La résolution des conflits parentaux en Croatie : une consécration législative du modèle du consensus ?

La loi Croate propose un modèle original de résolution des conflits parentaux qui repose sur deux piliers. Elle généralise le modèle du consensus, l’approche interdisciplinaire et les accords parentaux.

Premier pilier : recherche d’un arrangement amiable facilitée par un accompagnement pluridisciplinaire. Deuxième pilier : respect de délais très courts, les procédures concernant les droits personnels de l’enfant étant systématiquement considérées comme urgentes.

Une loi méconnue mais innovante

Insuffisamment mise en lumière par les spécialistes du droit comparé de la famille, la loi croate sur la famille de 2015 propose une vision très originale et innovante de la résolution des conflits familiaux . Elle fait écho au modèle du consensus expérimenté à Cochem et transposé à Dinant sous l’impulsion de la juge Marie-France Carlier.

Le texte part de deux postulats . Premièrement, les parents sont les mieux placés pour connaître les besoins de leur enfant. Deuxièmement, la conclusion d’un accord est toujours dans l’intérêt supérieur de ce dernier. Il renforce par conséquent leur autonomie mais aussi leur responsabilité en imposant un conseil obligatoire et une médiation familiale. Celle-ci doit être tentée avant toute saisine du système judiciaire. Ce n’est que s’ils ne parviennent pas à établir un accord que le tribunal se prononcera dans le cadre d’une procédure judiciaire. Au cours de celle-ci, l’enfant sera représenté par un représentant indépendant qualifié de « tuteur spécial ».

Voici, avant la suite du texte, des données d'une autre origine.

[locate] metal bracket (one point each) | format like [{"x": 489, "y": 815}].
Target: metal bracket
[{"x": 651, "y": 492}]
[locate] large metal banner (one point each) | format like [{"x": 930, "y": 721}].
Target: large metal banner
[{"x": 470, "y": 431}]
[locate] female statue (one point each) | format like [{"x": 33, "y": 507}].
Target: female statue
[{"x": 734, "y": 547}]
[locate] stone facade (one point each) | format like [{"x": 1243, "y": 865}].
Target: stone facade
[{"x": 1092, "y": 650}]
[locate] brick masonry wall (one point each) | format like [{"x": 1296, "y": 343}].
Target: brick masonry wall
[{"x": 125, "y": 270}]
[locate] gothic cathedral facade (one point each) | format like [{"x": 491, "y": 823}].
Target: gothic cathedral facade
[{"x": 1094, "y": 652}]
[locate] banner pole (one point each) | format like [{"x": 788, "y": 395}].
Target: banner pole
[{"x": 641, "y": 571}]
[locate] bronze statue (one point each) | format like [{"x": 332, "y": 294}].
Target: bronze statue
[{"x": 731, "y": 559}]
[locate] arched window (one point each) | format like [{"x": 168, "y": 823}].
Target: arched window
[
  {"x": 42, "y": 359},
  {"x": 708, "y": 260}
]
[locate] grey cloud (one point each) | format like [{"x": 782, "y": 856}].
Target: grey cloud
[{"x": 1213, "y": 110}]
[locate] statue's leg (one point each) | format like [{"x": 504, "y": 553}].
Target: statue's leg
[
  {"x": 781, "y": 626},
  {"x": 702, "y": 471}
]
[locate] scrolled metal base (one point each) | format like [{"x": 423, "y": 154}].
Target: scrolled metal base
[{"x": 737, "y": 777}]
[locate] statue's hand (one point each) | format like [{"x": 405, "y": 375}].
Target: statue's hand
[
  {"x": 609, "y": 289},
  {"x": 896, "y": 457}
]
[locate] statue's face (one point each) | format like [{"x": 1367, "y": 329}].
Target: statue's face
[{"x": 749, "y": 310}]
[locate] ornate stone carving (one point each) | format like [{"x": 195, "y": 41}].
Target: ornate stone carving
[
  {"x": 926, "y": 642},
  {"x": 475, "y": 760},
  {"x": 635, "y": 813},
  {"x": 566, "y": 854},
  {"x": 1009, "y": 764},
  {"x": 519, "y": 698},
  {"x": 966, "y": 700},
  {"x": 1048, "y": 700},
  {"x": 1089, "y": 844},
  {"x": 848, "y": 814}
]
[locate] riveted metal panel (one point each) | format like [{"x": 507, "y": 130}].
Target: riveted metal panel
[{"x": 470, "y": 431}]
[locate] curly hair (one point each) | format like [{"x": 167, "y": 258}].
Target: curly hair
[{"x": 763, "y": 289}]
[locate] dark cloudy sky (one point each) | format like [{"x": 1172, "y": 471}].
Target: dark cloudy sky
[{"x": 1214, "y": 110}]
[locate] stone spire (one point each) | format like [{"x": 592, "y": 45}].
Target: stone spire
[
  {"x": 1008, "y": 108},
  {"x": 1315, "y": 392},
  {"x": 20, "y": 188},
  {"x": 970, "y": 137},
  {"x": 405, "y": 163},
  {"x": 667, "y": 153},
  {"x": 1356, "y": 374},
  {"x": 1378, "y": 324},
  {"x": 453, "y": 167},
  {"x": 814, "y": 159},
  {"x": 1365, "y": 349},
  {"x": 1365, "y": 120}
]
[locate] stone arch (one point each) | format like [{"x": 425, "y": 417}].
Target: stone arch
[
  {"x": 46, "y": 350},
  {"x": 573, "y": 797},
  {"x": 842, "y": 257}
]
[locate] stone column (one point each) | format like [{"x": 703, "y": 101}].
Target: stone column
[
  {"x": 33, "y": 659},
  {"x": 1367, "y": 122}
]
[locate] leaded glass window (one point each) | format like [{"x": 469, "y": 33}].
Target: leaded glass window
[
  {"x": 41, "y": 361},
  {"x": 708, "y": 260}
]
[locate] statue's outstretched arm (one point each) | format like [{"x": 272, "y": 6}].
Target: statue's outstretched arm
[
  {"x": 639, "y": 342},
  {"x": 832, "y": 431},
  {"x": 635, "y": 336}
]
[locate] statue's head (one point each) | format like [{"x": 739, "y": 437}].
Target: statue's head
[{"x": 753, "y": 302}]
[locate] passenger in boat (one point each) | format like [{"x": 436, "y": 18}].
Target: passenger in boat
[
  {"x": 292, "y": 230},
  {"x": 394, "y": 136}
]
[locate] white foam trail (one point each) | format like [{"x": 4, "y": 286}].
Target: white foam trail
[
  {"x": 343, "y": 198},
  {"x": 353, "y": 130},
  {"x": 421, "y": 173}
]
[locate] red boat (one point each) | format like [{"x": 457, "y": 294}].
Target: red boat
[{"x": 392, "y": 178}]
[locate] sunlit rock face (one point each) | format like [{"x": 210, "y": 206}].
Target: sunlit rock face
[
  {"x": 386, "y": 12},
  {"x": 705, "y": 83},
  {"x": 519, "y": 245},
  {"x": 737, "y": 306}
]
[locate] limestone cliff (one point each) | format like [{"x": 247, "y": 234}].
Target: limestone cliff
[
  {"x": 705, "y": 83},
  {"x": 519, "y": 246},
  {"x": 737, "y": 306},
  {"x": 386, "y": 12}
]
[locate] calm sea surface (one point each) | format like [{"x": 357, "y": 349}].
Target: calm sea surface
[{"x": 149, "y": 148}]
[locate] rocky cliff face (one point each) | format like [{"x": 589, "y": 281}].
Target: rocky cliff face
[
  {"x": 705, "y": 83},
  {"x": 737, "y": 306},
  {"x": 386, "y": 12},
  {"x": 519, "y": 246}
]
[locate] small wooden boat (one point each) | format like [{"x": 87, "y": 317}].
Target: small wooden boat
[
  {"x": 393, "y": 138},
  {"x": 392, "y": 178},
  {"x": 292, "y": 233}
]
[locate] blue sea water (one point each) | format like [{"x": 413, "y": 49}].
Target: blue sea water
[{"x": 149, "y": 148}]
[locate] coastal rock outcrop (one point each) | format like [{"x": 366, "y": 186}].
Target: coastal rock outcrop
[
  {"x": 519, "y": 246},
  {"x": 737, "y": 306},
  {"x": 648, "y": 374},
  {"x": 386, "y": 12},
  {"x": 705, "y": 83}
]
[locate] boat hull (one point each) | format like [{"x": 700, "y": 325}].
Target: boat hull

Une approche pluridisciplinaire du conflit parental

La médiation imposée se déroule dans un centre d’aide sociale. Elle est pilotée par une équipe d’experts (un travailleur social, un psychologue et un avocat) qui conseille les parties sur la manière de construire un plan parental. Après vérification par le tribunal, ce plan parental produira des effets équivalents à ceux d’une ordonnance judiciaire.

Si les parties n’arrivent pas à établir de plan, elles sont obligées de participer à des réunions familiales avant que la procédure judiciaire puisse être lancée. Pendant tout le processus, les parents sont invités à prendre en considération le bien-être de l’enfant. Ils sont informés quant aux conséquences négatives des conflits et aux avantages d’un arrangement à l’amiable (article 321 de la loi sur la famille).

Une procédure rapide encadrée par des délais très stricts

L’article 347 prévoit dans son premier paragraphe que les procédures dans lesquelles les droits personnels de l’enfant sont en cause sont systématiquement considérées comme urgentes.

Le paragraphe suivant prévoit que les premières auditions doivent avoir lieu dans les 15 jours à compter du jour où la requête a été introduite. Le quatrième paragraphe énonce de son côté que les mesures provisoires mises en place pour l’exercice de l’autorité parentale et l’entretien des relations personnelles doivent être fixées dans les 30 jours.

Au terme du processus, le centre d’aide sociale est tenu de préparer un rapport. Celui-ci indique les éléments suivants : participants à la procédure, état de préparation de chaque partie, disposition de chacun à participer à la médiation, volonté de l’un ou de l’autre de s’engager coûte que coûte dans une procédure judiciaire, information concernant l’audition de l’enfant et la désignation d’un tuteur spécial et allégations éventuelles de violence domestique. Le rapport est remis aux parties dans les soixante jours suivant la réception de la demande.

Même s’il n’existe aucune donnée officielle, les données jurisprudentielles semblent indiquer un taux de succès d’environ 85%.

Une source d’inspiration pour les autres États européens

Si le modèle du consensus connaît un engouement certain dans le nord de l’Europe, sa mise en œuvre reste pour l’instant étroitement liée à des initiatives locales. La loi croate présente l’avantage de généraliser le principe d’une approche rapide, pacifiée et pluridisciplinaire à l’ensemble du territoire.